Fiscal irresponsibility of governments at all levels beginning to harm U.S. Dollar

The American dollar used to be worth a lot of money.

Conroe and Washington, D.C., August 30 – A new phenomenon has begun to impact the United States Dollar in comparison to global currencies. The Dollar is no longer a haven for nervous investors when international events create uncertainty. The situation has been especially pronounced during the past three days after global markets sought investments, other than the dollar, in response to North Korea’s launch of a missile over Japan.

The dollar has declined steadily since 2016 with the WSJ Dollar Index down 8% since January 1, 2017, which includes a 2% decline during the month of August, 2017. As The Wall Street Journal has reported, during 2017, the American Dollar has declined 11% against the Euro and 4% against the Mexican peso.

Rather than investing in the dollar, markets sought out gold, government bonds, the Euro, and even Mexican pesos, for stability. An even stranger phenomenon is that the American dollar has declined while the United States Federal Reserve has slowed begun to raise interest rates.

Two major trends seem to contribute to the counterintuitive actions of global markets. First, in comparison to the United States, Europe’s financial markets have become more stable. Europe’s economic growth has exceeded that of the United States. Furthermore, global markets are finding the European Central Bank more understandable and predictable than the Federal Reserve.

One of the major causes of the global retreat from the Dollar has been the growing sense that American governments – at all levels – are out of control. Take the Montgomery County government as an example. The County government lacks any fiscal direction or management. Rather than budgeting based upon goals and purposes and limiting expenditures to necessity, the County government has gone through the last two decades spending every dollar that it could find available to it.

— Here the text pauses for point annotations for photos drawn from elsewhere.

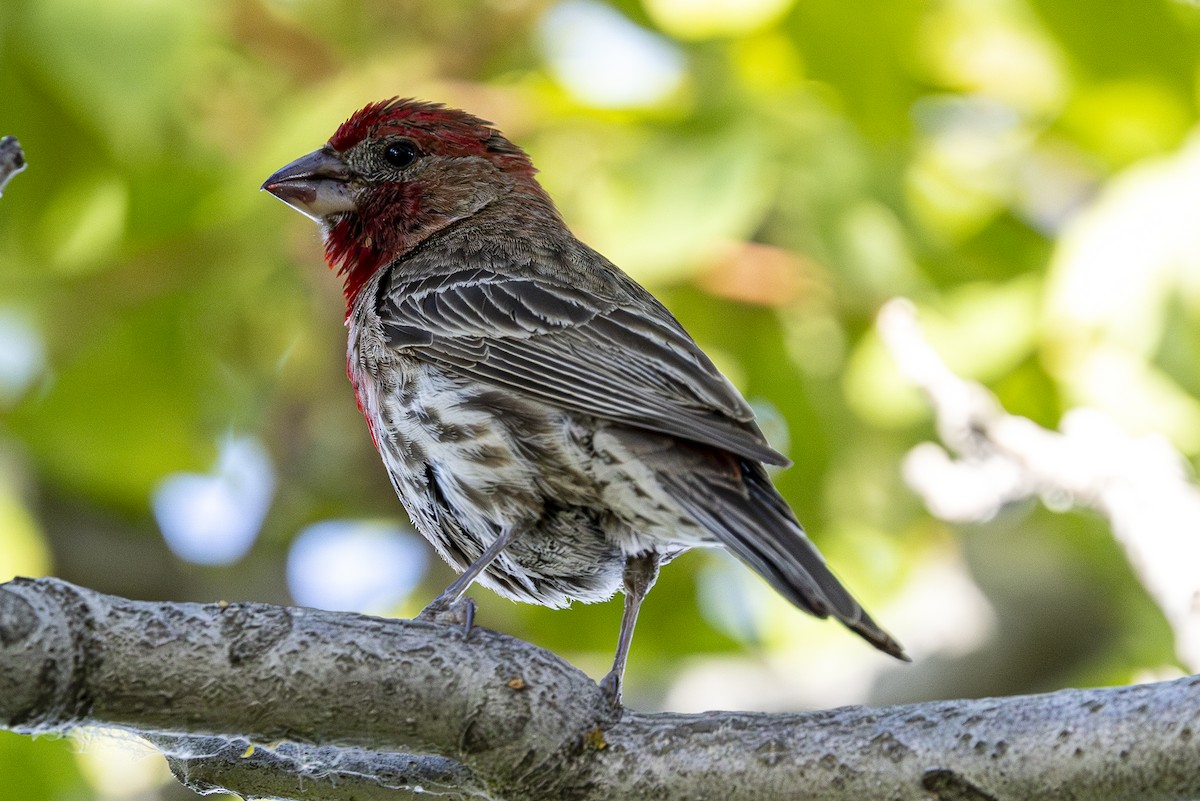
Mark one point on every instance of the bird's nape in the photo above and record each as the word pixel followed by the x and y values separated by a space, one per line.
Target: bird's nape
pixel 547 425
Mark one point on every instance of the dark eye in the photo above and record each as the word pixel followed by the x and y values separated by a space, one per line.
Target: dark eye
pixel 401 154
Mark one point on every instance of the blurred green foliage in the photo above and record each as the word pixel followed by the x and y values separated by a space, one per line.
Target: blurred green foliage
pixel 1026 170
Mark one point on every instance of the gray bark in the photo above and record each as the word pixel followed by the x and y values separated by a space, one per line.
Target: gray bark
pixel 347 706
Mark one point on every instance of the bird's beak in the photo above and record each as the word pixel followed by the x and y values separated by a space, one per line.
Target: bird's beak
pixel 317 185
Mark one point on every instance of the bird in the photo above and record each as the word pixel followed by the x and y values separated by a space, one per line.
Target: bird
pixel 546 422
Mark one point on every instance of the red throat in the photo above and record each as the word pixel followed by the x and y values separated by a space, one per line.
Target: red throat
pixel 354 254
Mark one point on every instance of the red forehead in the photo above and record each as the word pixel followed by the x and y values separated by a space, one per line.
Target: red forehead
pixel 435 127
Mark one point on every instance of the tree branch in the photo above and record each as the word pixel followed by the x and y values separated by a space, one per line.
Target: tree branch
pixel 1140 485
pixel 12 161
pixel 369 709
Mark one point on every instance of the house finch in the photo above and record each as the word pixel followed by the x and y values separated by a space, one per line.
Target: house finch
pixel 549 426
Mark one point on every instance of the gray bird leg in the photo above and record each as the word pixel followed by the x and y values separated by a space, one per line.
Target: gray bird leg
pixel 641 572
pixel 450 597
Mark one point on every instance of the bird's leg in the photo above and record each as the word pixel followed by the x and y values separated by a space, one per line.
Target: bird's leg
pixel 451 597
pixel 641 572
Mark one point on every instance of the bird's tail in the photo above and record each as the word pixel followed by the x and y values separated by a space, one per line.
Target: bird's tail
pixel 750 518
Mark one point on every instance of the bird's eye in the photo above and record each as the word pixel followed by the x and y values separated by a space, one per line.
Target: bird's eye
pixel 401 154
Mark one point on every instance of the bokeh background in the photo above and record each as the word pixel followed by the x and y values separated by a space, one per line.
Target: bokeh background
pixel 174 416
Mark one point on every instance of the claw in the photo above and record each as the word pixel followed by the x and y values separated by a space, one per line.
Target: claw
pixel 451 613
pixel 611 688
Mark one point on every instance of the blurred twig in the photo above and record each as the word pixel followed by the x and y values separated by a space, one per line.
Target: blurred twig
pixel 12 161
pixel 343 706
pixel 1140 485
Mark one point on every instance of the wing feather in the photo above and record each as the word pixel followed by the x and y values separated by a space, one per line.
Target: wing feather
pixel 616 355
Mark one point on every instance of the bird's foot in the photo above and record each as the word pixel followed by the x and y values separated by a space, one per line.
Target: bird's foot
pixel 451 612
pixel 611 688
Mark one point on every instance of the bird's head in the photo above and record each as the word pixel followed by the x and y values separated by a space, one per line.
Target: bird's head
pixel 395 173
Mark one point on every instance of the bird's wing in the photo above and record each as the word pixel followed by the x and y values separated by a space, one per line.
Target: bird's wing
pixel 613 354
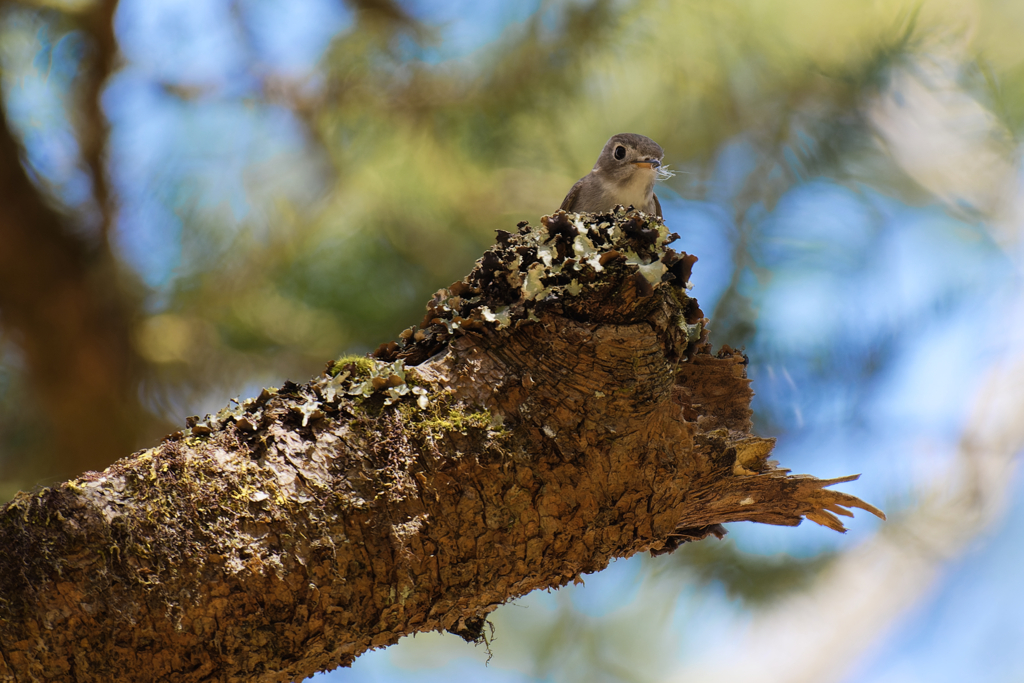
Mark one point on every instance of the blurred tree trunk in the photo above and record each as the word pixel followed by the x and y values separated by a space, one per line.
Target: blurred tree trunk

While the County’s debt rating has grown to AAA, the rating merely reflects two factors, as the County’s financial advisors explained in the Commissioners Court: (1) the County has enjoyed a consistent population growth, and (2) the County’s citizens have looked the other way as the County government has consistently increased government spending.

Meanwhile, Montgomery County’s debt has increased substantially, particularly as the government uses short-term debt obligations to fund capital improvements while sponging up every cent of property appraisal growth into increased government spending.

The proposed Fiscal Year 2018 Budget is a lower total dollar amount than the previous year only because the County defeased some bond debt and reduced debt service by nearly $22 million. In actuality, however, the actual governmental expenditure budget (spending other than debt service) actually is rising to historically high levels for Fiscal Year 2018.

While Montgomery County’s government spending growth is far more out-of-control and rising more rapidly than the vast majority of other county governments in Texas, Texas’ state government, or the federal government, the reality is that spending at all levels of government is rapidly moving Montgomery County, Texas, and the entire United States into a fiscal crisis.

Government can’t find enough money to spend, while the citizens are witnessing their disposable income (earning minus taxes) rapidly decline.